Un raison à cela est fondée dans le principe 3 du groupe Aaby qui dit que « la vaccination la plus récente entraîne les effets non spécifiques les plus forts ») et le principe 4 ( « les combinaisons de vaccins vivants et non vivants administrés ensemble ont des effets [non-specific effects] variables »). Les explications des chercheurs :

Dans toutes les études explorant [sequence and combination] , l’incidence de la mortalité toutes causes confondues augmente si le vaccin DTP est administré après le vaccin contre la rougeole en comparaison avec l’ordre d’administration inverse. De même, l’administration simultanéedu vaccin contre la rougeole et du vaccin contre le DTP montre une incidence plus élevée de mortalité toutes causes confondues que la réception isolée du vaccin contre la rougeole. [. . . ] Aux États-Unis, la réception de vaccins vivants ainsi que de vaccins non vivants a été associée à un risque plus élevé d’hospitalisation pour des infections non ciblées que la réception d’un vaccin vivant seul. [emphases added]

Selon le principe 6 (« les vaccins pourraient interagir avec d’autres manifestations affectant le système immunitaire »), Aaby et les coauteurs tiennent également compte de l’interaction entre les vaccins et d’autres gestes médicaux. Ils évoquent une étude montrant que, bien que la supplémentation en vitamine A ait profité aux enfants qui n’avaient pas été vaccinés, « chez les enfants qui avaient été vaccinés, la supplémentation en vitamine A fait ressortir une tendance à une augmentation de la mortalité chez les filles ».
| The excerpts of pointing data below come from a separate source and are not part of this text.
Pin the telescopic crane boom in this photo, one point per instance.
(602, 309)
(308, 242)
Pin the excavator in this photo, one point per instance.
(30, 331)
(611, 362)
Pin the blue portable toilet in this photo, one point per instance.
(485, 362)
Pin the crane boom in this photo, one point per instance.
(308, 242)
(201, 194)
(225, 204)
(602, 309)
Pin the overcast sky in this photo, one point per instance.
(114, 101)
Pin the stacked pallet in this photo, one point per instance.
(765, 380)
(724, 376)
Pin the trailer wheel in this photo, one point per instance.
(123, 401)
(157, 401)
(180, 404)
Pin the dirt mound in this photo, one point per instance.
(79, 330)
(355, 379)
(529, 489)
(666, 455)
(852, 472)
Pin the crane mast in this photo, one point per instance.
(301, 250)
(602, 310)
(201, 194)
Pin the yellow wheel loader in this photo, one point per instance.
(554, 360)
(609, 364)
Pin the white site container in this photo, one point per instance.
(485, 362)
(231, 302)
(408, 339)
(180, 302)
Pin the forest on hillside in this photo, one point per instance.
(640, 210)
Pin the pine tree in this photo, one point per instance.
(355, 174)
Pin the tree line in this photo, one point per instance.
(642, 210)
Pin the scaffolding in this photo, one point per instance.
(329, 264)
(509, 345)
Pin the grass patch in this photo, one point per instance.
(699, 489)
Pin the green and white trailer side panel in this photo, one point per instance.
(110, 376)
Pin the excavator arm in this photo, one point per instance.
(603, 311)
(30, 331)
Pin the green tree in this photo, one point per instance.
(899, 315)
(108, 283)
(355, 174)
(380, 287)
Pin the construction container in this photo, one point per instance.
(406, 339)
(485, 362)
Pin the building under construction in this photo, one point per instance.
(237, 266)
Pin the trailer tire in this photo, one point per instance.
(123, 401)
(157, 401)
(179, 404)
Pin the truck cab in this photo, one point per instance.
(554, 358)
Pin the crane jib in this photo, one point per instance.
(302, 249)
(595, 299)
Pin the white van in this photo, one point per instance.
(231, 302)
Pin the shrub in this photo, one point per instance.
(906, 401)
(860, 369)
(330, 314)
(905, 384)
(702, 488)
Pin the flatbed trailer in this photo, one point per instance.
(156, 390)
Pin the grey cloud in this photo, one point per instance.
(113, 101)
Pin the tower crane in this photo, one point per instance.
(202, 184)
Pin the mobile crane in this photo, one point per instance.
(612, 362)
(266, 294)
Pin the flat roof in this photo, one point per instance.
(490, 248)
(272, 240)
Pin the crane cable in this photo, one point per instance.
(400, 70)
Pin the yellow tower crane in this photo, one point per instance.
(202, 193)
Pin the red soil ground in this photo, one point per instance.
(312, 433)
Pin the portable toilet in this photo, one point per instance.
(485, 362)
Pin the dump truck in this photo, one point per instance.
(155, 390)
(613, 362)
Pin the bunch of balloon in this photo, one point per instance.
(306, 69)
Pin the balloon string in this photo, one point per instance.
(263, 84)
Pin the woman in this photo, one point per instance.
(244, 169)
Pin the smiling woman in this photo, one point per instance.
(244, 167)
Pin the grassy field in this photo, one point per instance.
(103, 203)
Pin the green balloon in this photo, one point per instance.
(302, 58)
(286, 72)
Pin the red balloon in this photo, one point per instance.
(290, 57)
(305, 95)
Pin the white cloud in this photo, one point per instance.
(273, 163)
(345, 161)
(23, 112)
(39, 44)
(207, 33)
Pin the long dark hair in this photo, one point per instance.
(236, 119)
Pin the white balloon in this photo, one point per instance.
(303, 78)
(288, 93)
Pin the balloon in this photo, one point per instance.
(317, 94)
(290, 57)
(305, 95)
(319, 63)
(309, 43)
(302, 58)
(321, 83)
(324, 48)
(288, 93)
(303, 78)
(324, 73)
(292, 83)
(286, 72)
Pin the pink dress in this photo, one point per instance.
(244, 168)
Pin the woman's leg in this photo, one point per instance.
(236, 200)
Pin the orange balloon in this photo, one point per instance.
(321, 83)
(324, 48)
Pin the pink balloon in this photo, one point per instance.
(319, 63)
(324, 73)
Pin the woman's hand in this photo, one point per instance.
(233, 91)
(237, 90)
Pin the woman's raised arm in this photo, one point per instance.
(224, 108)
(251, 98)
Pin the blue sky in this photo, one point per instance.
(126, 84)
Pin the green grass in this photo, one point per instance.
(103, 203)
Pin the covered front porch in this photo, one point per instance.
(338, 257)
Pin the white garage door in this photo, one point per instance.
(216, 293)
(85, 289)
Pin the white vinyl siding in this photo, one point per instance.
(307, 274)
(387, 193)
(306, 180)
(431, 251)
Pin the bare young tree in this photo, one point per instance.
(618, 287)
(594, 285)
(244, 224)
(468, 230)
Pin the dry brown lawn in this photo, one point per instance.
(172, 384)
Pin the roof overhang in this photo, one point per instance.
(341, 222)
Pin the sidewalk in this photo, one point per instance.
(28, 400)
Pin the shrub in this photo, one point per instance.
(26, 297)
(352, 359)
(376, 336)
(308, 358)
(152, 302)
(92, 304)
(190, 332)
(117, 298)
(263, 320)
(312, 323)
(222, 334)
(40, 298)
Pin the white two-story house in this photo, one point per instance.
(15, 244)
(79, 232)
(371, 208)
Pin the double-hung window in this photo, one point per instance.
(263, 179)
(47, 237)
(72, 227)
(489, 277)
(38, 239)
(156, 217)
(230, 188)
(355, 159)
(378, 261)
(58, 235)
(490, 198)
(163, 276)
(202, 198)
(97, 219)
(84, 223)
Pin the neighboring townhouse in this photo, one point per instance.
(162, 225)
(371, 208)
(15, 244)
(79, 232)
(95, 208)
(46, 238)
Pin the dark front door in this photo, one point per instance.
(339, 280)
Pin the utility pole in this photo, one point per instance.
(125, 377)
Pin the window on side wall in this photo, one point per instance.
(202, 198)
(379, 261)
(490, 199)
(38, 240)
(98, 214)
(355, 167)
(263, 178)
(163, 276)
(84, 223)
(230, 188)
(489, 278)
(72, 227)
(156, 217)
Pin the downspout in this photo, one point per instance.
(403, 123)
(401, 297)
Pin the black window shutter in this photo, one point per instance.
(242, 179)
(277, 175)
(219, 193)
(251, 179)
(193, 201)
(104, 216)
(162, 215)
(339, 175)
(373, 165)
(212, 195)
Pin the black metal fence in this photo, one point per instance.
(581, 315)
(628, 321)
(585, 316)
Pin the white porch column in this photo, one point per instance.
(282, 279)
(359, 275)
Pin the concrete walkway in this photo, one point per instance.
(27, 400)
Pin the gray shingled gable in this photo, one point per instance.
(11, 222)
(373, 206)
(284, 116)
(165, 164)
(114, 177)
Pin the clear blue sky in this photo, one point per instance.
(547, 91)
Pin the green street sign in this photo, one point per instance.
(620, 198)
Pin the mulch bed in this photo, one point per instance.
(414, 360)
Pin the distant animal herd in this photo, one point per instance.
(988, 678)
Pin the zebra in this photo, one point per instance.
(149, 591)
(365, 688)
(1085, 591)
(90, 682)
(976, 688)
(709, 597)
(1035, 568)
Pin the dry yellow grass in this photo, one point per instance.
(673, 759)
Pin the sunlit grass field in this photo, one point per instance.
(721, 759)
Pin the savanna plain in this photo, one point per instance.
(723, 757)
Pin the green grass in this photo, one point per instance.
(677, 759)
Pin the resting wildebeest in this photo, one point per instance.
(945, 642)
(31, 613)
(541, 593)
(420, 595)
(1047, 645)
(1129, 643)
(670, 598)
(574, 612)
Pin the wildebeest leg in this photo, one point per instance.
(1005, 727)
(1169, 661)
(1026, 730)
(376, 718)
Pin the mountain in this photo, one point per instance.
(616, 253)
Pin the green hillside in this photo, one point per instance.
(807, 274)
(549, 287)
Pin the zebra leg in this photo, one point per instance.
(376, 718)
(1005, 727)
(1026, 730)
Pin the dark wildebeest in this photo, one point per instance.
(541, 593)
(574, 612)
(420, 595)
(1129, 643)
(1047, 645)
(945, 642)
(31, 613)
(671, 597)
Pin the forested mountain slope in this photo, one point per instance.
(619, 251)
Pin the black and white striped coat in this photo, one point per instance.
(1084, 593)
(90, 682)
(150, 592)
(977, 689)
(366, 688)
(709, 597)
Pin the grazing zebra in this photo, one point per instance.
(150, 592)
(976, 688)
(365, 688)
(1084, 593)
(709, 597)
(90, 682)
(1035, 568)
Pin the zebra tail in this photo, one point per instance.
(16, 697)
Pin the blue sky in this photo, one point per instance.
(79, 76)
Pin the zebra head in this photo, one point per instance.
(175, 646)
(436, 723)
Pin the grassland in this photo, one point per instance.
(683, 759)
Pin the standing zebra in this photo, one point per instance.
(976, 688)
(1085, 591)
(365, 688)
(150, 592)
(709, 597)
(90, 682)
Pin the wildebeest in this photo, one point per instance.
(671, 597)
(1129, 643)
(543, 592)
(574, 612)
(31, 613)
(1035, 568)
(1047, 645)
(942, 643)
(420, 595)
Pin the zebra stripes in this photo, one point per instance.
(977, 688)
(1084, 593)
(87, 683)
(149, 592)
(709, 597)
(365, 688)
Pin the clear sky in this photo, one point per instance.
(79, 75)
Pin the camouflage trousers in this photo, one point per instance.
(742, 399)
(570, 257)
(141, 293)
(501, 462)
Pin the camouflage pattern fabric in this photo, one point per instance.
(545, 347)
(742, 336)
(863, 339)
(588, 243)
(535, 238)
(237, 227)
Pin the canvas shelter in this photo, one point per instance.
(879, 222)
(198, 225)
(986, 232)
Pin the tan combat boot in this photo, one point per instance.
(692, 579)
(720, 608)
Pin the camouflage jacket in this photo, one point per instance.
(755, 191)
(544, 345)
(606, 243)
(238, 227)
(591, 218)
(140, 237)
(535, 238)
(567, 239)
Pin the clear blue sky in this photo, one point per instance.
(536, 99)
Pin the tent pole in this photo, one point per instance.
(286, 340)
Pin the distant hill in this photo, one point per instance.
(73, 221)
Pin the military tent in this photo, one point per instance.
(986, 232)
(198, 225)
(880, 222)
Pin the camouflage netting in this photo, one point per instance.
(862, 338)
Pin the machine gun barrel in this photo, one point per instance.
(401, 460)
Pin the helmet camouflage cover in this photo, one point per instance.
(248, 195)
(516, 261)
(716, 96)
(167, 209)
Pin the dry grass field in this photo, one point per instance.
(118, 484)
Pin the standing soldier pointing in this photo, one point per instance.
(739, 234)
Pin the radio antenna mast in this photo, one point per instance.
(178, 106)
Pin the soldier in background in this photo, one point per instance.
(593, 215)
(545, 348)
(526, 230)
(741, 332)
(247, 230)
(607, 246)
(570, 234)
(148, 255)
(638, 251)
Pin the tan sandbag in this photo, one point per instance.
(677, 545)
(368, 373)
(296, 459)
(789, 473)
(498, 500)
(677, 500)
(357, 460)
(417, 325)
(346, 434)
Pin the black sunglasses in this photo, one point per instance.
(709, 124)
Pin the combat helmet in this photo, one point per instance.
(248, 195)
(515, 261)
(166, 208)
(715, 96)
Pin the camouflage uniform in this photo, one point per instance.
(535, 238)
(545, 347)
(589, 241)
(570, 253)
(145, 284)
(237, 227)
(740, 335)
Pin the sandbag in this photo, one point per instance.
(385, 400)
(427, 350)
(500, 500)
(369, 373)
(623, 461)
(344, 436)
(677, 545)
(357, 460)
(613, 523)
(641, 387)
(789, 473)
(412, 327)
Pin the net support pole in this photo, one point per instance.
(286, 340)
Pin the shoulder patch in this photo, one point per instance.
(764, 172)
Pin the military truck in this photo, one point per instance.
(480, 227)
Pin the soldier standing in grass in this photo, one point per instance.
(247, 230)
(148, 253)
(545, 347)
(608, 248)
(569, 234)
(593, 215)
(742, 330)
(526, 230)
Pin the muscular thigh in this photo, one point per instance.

Démarche dangereuse ou scientifique ?

Pour progresser en toute intégrité, la science exige « de prêter attention aux observations anormales, étranges ou gênantes». C’est exactement la démarche du groupe Aaby, mais pour la plupart des vaccinologues — se contentant de laisser leurs hypothèses intactes — les conclusions des chercheurs danois sur les effets non spécifiques et la surmortalité sont en effet probablement « indésirables ». Un écrivain de l’American Council on Science and Health (qui affirme qu’il a « promu la science et démystifié les indésirables depuis 1978 ») rejoint les propos d’Aaby et qualifie le l’article du Lancet de “papier dangereux” et s’inquiète de son potentiel à servir de « pain béni » pour les anti-vax et « ceux qui ont des objectifs néfastes » – c’est à dire les individus qui pourraient volontairement « détourner » les conclusions pour « prétendre que les vaccins et le calendrier vaccinal recommandé par le CDC posent des problèmes de sécurité. » En réalité, les conclusions du groupe Aaby sur la vaccination et la mortalité — et leur remarquable cohérence — ne peuvent pas etre démontées, aucune démonstration supplémentaire n’est nécessaire. Alors que le déploiement du vaccin Covid-19 se précipite, les vrais dangers proviennent des spécialistes rigides, complaisants et malhonnêtes qui continuent de prétendre que leur paradigme vaccinal branlant est sans danger.